Proses pengecekan yang berlangsung selama sembilan hari, terhitung sejak 23 Juni hingga 1 Juli 2026, menggandeng PT Global Promedika Services sebagai mitra teknis. Pengujian mencakup berbagai unit vital, mulai dari Instalasi Gawat Darurat (IGD), ruang rawat inap, laboratorium, hingga kamar operasi. Pihak manajemen memastikan seluruh prosedur dilakukan secara terjadwal agar operasional rumah sakit tetap berjalan lancar tanpa mengganggu kenyamanan pasien.
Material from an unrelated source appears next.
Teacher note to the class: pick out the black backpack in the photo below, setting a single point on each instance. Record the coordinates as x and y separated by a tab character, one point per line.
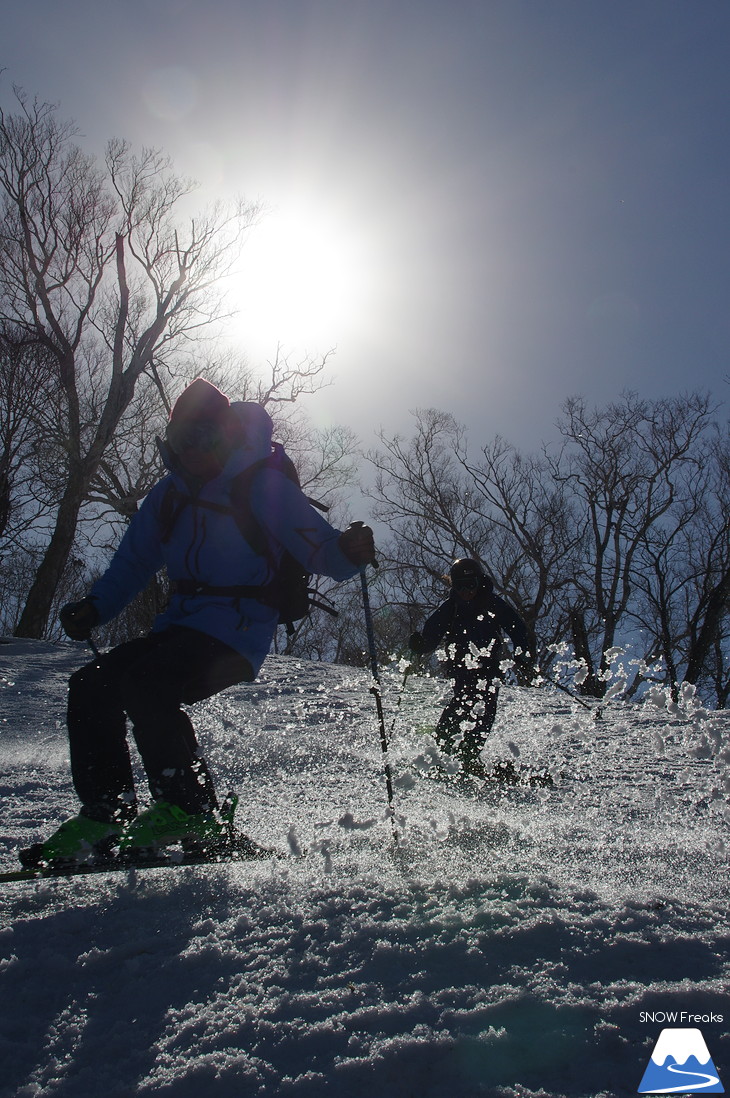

Direktur RSUD-TP, dr. Ismail Muhammad, Sp.B, atau yang akrab disapa Ismuha, menegaskan bahwa kalibrasi merupakan standar wajib dalam pemeliharaan aset medis. Menurutnya, akurasi alat adalah tulang punggung pelayanan medis yang aman dan profesional. Dari total 387 unit yang diuji, sebanyak 382 alat dinyatakan lulus standar operasional dan layak digunakan kembali.

Namun, pihak rumah sakit menemukan lima unit alat yang tidak dapat dikalibrasi karena mengalami kerusakan permanen, yakni satu unit ECG, satu unit phototherapy, satu unit sterilisator, serta dua unit sphygmomanometer. Menanggapi temuan tersebut, manajemen RSUD-TP berkomitmen untuk melakukan penggantian perangkat demi meminimalisir risiko medis di masa mendatang.

Upaya ini merupakan perwujudan visi rumah sakit dalam mengedepankan keselamatan pasien serta memperkuat kepercayaan publik. Dengan pengelolaan sarana prasarana yang terstandarisasi, RSUD-TP terus berupaya meningkatkan mutu pelayanan melalui kolaborasi profesional dan pemantauan berkala terhadap teknologi medis yang mereka gunakan.